Anthropic Just Revealed The Truth About Agent Harnesses

AI LABS| 00:14:02|Mar 31, 2026
Chapters11
The chapter discusses how modern AI coding frameworks have become bloated, with Opus 4.6 cutting away unnecessary components that encode outdated assumptions about model limits.

Anthropic’s Opus 4.6 reshapes agent harnesses: focus on planning, generation, and evaluation while stripping dead weight from older frameworks.

Summary

AI Labs’ breakdown of Anthropic’s latest harness work reveals a turning point: many framework components have become outdated as Opus 4.6 raises the model’s own capabilities. The host explains that Anthropic’s experiments removed each harness component to measure impact, concluding that only planning, generation, and evaluation truly matter for effective agents. They contrast Opus 4.6 with older approaches like BMAD, SpecKit, GST, and Superpowers, arguing that context isolation and micro-task sharding are less necessary when models can plan at a higher level and execute with autonomy. The video highlights how Anthropic’s planner can generate plans with a product-level focus, while Claude’s native planning features still struggle to stay at the product, not implementation, level. A key point is that the evaluator must be separate from the generator to avoid self-assessment bias, and graded evaluation metrics are used to quantify UI design, originality, craft, and functionality. The host also covers the shift away from context resets and detailed task breakdowns as Opus 4.6 enables continuous, long-horizon operation. Finally, practical setup guidance is offered: you can emulate Anthropic’s framework with agent teams (generator + evaluator) and consider GSD for a ready-made planner-evaluator loop, while integrating the best ideas across frameworks. The video also plugs AIABS Pro resources and Miniax sponsor features, including MaxClaw for easy AI agent deployment.

Key Takeaways

  • Anthropic’s experiments remove components one by one and find that most framework parts are dead weight; Opus 4.6’s capabilities render many old assumptions obsolete.
  • Only three harness roles are essential: planning, generation, and evaluation; other steps can be stripped back as models become more capable.
  • Planning has evolved from detailed upfront specs to high-level framing; micro-technical planning up front often causes errors to cascade.
  • The generator builds features feature-by-feature, coordinating with an evaluator that uses tools like Playwright to simulate user interactions and verify outcomes.
  • Evaluation must be separate from the code writer; a graded rubric (design quality, originality, craft, functionality) guides what “done” looks like.
  • Context resets and long context management are less critical with Opus 4.6; continuous sessions and external task breakdowns persist beyond the model’s context window.
  • You can combine Anthropic’s ideas with GSD or other frameworks by using agent teams (generator + evaluator) to maintain coordination and avoid cross-agent overhead.

Who Is This For?

This is essential viewing for AI/ML engineers and product teams experimenting with agent-based systems, especially those upgrading to Opus 4.6 or integrating planner-generator-evaluator loops. It clarifies what to prune and what to preserve for long-horizon agents.

Notable Quotes

"Over the past few months, we have covered many AI coding frameworks including BMAD, GSD, SpecKit, and Superpowers.
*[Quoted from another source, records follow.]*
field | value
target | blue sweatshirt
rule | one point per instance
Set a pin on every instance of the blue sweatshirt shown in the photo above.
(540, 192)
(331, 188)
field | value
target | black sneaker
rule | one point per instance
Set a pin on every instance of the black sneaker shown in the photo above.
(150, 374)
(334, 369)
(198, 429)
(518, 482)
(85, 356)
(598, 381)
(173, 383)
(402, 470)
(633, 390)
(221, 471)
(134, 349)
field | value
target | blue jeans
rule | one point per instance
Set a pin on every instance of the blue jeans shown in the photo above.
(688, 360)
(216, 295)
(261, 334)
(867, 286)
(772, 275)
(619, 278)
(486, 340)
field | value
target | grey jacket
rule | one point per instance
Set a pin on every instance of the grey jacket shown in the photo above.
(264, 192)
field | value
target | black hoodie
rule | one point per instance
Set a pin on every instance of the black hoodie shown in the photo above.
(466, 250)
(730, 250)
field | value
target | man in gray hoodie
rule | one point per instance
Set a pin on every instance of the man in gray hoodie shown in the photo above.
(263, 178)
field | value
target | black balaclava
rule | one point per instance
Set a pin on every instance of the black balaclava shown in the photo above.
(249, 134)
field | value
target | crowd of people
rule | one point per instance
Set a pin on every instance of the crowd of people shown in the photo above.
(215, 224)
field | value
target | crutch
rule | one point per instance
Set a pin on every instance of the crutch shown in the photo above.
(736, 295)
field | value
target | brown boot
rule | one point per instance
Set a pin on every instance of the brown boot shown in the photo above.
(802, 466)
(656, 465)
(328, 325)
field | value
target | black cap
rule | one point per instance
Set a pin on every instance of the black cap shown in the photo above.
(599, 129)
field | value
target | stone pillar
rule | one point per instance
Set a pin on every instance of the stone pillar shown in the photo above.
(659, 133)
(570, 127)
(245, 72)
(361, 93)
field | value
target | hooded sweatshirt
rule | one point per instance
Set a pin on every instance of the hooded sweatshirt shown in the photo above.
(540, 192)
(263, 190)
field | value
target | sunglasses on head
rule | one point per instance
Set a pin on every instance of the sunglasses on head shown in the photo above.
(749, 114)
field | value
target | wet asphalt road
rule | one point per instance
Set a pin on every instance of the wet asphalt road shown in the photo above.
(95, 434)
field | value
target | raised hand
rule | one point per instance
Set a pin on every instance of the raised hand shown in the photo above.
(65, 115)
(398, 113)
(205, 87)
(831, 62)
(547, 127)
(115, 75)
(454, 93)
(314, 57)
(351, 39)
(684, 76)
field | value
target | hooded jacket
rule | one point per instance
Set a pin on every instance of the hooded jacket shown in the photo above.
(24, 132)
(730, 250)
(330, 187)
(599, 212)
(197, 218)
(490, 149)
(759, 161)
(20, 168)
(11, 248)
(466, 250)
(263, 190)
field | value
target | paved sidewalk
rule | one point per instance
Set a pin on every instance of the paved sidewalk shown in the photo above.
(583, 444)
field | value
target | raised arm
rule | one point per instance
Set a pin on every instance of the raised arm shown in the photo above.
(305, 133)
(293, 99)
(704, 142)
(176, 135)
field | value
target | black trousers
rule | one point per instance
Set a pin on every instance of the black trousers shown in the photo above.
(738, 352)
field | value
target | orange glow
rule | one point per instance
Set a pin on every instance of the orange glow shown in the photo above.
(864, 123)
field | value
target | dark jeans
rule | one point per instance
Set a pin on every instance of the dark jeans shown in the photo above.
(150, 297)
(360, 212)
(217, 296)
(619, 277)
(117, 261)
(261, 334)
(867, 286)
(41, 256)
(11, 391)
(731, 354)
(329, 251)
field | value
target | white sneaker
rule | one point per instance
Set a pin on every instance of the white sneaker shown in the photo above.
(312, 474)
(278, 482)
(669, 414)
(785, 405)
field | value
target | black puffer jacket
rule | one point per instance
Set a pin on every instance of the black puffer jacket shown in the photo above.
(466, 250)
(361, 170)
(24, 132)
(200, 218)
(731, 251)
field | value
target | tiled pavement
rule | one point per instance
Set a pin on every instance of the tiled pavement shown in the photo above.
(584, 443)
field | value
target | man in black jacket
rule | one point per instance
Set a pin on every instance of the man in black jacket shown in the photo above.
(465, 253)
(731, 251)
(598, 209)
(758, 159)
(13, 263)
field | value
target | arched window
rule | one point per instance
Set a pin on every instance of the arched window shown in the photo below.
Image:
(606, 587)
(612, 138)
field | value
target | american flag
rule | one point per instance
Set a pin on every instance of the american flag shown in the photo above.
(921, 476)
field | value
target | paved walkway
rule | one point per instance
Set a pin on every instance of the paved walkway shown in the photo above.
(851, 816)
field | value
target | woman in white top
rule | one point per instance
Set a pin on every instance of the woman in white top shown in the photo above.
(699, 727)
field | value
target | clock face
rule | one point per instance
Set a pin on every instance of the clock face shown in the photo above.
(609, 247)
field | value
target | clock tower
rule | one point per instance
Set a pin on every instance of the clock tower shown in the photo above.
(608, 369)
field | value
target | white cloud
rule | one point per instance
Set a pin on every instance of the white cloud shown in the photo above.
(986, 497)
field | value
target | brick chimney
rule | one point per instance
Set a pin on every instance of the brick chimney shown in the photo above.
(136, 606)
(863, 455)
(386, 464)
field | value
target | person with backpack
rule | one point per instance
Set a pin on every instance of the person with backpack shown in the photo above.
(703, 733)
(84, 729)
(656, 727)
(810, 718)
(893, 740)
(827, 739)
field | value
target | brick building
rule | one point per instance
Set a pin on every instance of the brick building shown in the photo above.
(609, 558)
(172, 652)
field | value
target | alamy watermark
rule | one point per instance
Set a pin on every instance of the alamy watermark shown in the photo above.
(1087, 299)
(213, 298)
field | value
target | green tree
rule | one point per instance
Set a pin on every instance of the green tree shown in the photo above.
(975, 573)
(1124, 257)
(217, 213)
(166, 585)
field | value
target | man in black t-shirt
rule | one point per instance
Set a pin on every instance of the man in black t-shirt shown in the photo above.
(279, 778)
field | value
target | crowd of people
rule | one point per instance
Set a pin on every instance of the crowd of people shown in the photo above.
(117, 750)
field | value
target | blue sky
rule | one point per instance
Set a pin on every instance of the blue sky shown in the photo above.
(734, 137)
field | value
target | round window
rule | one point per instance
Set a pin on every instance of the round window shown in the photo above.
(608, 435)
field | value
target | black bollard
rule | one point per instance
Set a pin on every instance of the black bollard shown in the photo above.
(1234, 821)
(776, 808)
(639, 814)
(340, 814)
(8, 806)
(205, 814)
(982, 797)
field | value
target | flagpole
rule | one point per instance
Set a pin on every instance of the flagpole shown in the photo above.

And a lot of you actually started using them."
Intro referencing the breadth of frameworks evaluated and the audience’s adoption.
"Anthropic actually ran experiments testing out different aspects of the harness, removing each one and measuring its impact."
Core claim about the empirical approach to pruning harness components.
"From their findings, they concluded that all an agent harness actually needs is agents for planning, generation, and evaluation."
Summary of the minimal viable harness.
"The core idea is to keep the project at the product level, not the implementation level."
Product-focused planning contrasted with implementation-heavy planning.
"The evaluator keeps verifying the work and communicates the issues with the generator and they work in coordination to implement the whole app that matches your standards."
describes the generator-evaluator collaboration.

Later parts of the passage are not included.